Slowed Coronado down to a walk, then brought him over to where Daniel was standing. Daniel’s face was totally blank. No reaction from him at all.

“You got nothing?” I said. “I’ve got the best time so far.”

“Night’s not over,” he said, and headed back to the schooling ring to wait for the jump-off.





FORTY-TWO

Daniel



DANIEL WAS GOOD at waiting by now. Waiting to feel like a real American. Or be treated like one someday. Waiting to feel safe again, someplace outside the ring.

In his heart he felt that there was no better trainer in the business. But if they didn’t have a horse good enough to make it to Paris, Daniel’s ability might not matter in the end.

Still, he could barely breathe as he watched, from the time the buzzer started as Becky approached the first jump until it sounded again, after she had pushed herself and the horse, pedal to the metal as she liked to say, past the timer set in the dirt, a few strides after the last jump.

Tonight while she was in the ring he did not need to call out to her a single time. Maybe he would tell her later that he had never seen her ride better.

But now there was still work to do. Emilio helped her down off Coronado and then Daniel and Becky watched his video of the jump-off course. He kept pausing it, showing her the places that he thought would make all the difference if she could go clean, particularly a rollback as tough and tight as he’d ever seen on a championship course.

“As good as you just were,” he said, “you have to do even more now.”

He saw her smile.

“Damn,” she said, “I was afraid of that.”

“You have to go inside on that turn,” Daniel said.

“If I can,” she said.

“There is no if,” he said. “You do not play it safe. You go inside. Absolutely.”

He put his phone away and looked at her. As nervous and scared and excited as he knew she was—all the things that he himself was feeling—her face was suddenly calm.

“Okay,” she said.

Then he helped her back into the saddle, and she took Coronado around the schooling ring, once, then twice, then letting him rest on the side. From inside he heard the announcer saying the jump-off was about to begin.

Then Daniel saw Tyler Cullen walking his horse, Galahad, in Becky’s direction. Cullen’s back was to Daniel, so he didn’t see him jogging to catch up and get ahead of the horse, putting himself between Tyler and Becky.

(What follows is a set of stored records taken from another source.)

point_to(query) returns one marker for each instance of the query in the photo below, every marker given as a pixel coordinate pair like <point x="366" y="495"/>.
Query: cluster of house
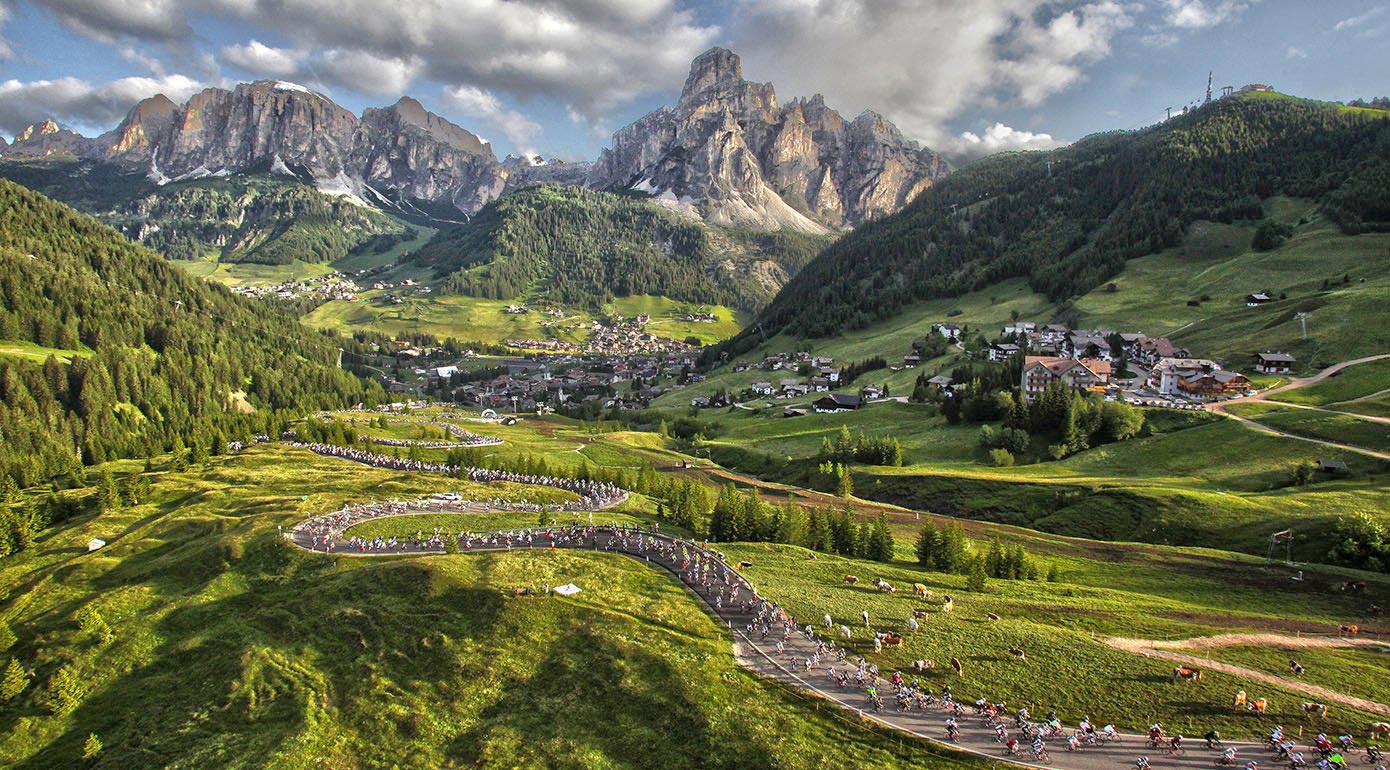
<point x="823" y="375"/>
<point x="531" y="385"/>
<point x="624" y="338"/>
<point x="334" y="285"/>
<point x="1084" y="359"/>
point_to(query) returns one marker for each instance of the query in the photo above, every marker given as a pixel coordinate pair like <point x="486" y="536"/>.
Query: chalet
<point x="1196" y="377"/>
<point x="1273" y="363"/>
<point x="1089" y="343"/>
<point x="1041" y="371"/>
<point x="1209" y="384"/>
<point x="1052" y="334"/>
<point x="837" y="402"/>
<point x="1151" y="350"/>
<point x="1002" y="350"/>
<point x="948" y="331"/>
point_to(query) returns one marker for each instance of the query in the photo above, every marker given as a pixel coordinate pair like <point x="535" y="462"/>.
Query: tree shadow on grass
<point x="236" y="678"/>
<point x="628" y="706"/>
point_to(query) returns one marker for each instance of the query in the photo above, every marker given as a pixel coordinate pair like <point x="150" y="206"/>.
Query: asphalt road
<point x="763" y="659"/>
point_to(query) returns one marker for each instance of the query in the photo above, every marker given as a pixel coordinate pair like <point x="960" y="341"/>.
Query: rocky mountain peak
<point x="412" y="113"/>
<point x="148" y="125"/>
<point x="716" y="81"/>
<point x="741" y="159"/>
<point x="36" y="129"/>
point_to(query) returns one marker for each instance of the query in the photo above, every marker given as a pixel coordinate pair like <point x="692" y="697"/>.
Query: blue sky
<point x="556" y="77"/>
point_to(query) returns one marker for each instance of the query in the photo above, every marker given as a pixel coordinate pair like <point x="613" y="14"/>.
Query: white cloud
<point x="590" y="54"/>
<point x="483" y="104"/>
<point x="1201" y="14"/>
<point x="1351" y="22"/>
<point x="922" y="63"/>
<point x="79" y="103"/>
<point x="262" y="60"/>
<point x="4" y="47"/>
<point x="367" y="72"/>
<point x="110" y="20"/>
<point x="1001" y="138"/>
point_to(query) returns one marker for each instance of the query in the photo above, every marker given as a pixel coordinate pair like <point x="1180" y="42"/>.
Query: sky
<point x="558" y="77"/>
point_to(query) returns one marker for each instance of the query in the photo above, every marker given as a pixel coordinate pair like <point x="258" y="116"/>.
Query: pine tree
<point x="844" y="482"/>
<point x="15" y="680"/>
<point x="109" y="494"/>
<point x="881" y="545"/>
<point x="979" y="578"/>
<point x="64" y="691"/>
<point x="929" y="542"/>
<point x="178" y="456"/>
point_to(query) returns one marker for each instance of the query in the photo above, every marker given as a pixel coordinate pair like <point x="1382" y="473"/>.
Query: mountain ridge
<point x="734" y="154"/>
<point x="1114" y="196"/>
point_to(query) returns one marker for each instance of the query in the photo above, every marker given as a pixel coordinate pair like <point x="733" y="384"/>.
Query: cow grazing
<point x="1187" y="673"/>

“You’re in my way,” Cullen said.

“I wouldn’t,” Daniel said.

He did not say it in a threatening way, or in a loud voice. This wasn’t the playground and trying to show another boy how tough you were. Daniel knew he could do nothing to distract Becky in this moment. So he had kept his voice low. He had even forced a smile onto his face. Daniel was sure no one in the ring, not even Becky, had heard what he had just said to Tyler Cullen. He just stood there with his arms casually in front of him, staring at Cullen as Cullen stared back at him, hoping that things wouldn’t escalate with the jump-off just moments away.

Unsure what would happen next if they did.

Then Cullen said, “I’ll see you later, dude,” turned his horse, and walked it away.